Ball State University and Ohio History Council
Sponsored by the Office of Digital Humanities, National Endowment for the Humanities
The public will be able to explore the prehistoric Newark Earthworks in Ohio the way they appeared 2,000 years ago. Funded by the National Endowment for the Humanities’ Office of Digital Humanities, this interactive 3D simulation is under development at Ball State University.
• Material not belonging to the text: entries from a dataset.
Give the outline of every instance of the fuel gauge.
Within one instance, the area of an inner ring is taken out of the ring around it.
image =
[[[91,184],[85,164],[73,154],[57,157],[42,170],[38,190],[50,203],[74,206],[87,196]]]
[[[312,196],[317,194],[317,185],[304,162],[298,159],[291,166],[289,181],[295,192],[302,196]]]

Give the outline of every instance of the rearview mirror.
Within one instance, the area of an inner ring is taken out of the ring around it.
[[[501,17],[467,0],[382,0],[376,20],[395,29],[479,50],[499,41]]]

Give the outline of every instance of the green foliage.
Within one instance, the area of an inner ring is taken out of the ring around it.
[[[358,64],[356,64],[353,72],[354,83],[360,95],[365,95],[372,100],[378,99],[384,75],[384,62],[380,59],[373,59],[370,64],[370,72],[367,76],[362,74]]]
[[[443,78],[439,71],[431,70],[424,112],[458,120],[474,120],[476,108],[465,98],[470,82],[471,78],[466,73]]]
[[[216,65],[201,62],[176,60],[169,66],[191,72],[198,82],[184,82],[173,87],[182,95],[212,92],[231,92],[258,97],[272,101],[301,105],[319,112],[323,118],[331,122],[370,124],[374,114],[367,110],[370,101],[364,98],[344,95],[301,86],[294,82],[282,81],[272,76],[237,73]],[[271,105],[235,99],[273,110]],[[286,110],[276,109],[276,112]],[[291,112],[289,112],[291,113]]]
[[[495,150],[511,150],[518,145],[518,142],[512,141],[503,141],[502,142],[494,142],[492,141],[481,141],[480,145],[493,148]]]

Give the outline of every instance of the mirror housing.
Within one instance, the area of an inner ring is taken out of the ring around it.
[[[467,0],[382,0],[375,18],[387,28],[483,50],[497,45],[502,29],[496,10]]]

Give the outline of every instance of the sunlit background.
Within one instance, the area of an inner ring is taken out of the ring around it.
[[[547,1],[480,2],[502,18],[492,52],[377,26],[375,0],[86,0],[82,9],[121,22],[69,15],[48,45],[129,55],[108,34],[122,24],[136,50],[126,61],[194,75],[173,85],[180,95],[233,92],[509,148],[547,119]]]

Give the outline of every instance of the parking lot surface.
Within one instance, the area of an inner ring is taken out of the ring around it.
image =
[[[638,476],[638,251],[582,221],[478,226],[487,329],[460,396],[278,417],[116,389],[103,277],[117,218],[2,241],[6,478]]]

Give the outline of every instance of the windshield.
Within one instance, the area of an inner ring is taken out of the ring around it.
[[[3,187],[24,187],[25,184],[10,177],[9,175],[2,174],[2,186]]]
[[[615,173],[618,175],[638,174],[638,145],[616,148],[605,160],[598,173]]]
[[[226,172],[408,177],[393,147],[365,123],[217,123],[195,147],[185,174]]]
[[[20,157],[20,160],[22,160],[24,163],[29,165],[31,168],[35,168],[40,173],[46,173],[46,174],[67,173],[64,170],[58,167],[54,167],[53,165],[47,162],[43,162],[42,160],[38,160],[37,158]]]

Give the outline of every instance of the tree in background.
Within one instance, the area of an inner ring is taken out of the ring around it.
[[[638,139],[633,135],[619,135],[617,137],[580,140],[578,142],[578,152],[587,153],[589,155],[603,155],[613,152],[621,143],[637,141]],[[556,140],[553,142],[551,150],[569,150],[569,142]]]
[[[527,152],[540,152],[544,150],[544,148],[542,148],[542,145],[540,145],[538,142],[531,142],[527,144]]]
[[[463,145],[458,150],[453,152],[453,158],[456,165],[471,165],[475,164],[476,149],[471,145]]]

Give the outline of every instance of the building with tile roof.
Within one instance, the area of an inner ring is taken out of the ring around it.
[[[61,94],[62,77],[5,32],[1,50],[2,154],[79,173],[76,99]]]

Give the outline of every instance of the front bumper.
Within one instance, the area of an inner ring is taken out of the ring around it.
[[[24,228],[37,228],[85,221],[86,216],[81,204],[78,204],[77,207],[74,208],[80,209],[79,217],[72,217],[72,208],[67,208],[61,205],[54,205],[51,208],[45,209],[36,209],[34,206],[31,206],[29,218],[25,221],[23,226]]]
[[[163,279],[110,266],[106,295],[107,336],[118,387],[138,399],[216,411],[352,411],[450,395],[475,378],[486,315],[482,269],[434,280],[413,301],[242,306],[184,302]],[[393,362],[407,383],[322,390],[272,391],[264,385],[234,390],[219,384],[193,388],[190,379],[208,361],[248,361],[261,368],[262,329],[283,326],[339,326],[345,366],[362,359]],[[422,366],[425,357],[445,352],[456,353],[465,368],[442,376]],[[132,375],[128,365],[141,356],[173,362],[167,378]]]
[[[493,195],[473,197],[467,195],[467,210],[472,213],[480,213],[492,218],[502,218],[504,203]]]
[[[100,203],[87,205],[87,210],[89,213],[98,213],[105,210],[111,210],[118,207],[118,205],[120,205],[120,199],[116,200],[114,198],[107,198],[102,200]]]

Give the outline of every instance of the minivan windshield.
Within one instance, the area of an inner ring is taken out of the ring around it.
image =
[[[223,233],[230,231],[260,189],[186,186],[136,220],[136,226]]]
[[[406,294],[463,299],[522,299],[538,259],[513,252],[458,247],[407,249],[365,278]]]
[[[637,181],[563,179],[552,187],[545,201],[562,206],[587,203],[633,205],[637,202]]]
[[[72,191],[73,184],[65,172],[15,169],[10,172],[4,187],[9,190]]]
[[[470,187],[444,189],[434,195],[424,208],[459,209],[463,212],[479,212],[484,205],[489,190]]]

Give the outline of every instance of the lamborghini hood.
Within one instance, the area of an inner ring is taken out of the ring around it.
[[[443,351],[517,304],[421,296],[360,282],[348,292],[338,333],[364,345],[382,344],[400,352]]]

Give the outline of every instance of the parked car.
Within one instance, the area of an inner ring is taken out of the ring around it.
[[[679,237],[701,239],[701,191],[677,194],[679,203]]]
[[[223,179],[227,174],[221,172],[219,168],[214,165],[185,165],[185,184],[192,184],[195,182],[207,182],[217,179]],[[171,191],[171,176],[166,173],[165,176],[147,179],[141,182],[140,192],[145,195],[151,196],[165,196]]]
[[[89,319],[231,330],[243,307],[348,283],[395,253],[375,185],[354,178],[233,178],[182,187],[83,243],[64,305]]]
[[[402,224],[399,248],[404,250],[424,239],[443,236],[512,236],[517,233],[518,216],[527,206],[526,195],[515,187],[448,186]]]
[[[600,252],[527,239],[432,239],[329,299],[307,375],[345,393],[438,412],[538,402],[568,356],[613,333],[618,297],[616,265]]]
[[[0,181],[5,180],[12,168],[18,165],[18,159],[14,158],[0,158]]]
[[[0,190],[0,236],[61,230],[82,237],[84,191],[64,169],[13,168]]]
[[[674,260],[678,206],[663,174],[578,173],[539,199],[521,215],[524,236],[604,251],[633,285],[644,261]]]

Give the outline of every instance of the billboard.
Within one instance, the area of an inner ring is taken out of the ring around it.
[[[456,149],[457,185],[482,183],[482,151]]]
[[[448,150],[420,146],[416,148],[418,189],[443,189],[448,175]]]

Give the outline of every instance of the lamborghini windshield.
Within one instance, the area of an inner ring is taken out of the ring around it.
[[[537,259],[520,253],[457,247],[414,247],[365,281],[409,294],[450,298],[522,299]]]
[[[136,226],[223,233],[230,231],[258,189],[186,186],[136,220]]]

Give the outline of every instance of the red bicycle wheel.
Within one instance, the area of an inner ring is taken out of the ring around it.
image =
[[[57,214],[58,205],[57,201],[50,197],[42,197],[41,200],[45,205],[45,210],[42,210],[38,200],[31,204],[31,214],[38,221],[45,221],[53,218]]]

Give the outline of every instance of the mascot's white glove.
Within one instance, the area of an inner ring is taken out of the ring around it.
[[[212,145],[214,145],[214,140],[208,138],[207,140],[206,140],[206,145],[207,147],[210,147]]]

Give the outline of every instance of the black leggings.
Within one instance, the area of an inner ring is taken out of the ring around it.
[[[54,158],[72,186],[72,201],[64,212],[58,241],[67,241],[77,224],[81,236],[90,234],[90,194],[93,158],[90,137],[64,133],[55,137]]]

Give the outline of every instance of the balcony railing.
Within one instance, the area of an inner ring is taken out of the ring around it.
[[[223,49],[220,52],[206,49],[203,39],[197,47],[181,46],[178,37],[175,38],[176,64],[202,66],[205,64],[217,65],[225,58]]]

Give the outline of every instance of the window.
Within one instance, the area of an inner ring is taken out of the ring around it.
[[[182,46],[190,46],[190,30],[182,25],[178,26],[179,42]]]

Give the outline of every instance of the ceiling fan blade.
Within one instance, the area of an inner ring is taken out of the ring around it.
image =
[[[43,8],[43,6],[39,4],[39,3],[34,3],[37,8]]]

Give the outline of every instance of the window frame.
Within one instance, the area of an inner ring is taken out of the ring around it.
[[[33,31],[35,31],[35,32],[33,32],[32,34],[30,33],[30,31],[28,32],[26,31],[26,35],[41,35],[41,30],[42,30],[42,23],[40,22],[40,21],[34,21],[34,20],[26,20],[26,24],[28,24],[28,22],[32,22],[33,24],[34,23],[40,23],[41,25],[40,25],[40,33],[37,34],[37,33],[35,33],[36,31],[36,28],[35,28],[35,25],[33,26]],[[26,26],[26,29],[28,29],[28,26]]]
Ball State’sApplied Anthropology Laboratories (AAL) and the Institute for Digital Intermedia Arts (IDIA Lab) are creating a web-based virtual world that interprets the earthworks in their era of construction. The project is led oy Kevin Nolan, director and senior archaeologist at AAL and project co-director John Fillwalk, senior director of IDIA Lab.Interactive features will include accurate celestial alignments. The sky will be simulated with accurate celestial bodies using data from NASA’s Jet Propulsion Laboratory to allow users to view the stars, planets, moon, and sun as they appeared 2000 years ago.
Already a National Historic Landmark, Ohio designated the Newark Earthworks as “the official prehistoric monument of the state” in 2006. Spread across four miles in what is now present-day Newark, Ohio, mounds and walls are constructed to record significant celestial alignments on the landscape, including the 18.6-year lunar cycle. The earthworks created community for the Hopewell People and provided sacred spaces for religious rituals and ceremonies related to their society. The Newark Earthworks comprise the largest set of geometric earthen enclosures in the world, built by the Hopewell People between A.D. 1 to A.D. 400 to serve a variety of cultural and spiritual purposes.
The project is a collaboration between Ball State and the Ohio History Connection, with support and partnership from several federally recognized American Indian tribes, including the Eastern Shawnee Tribe of Oklahoma and the Shawnee Tribe.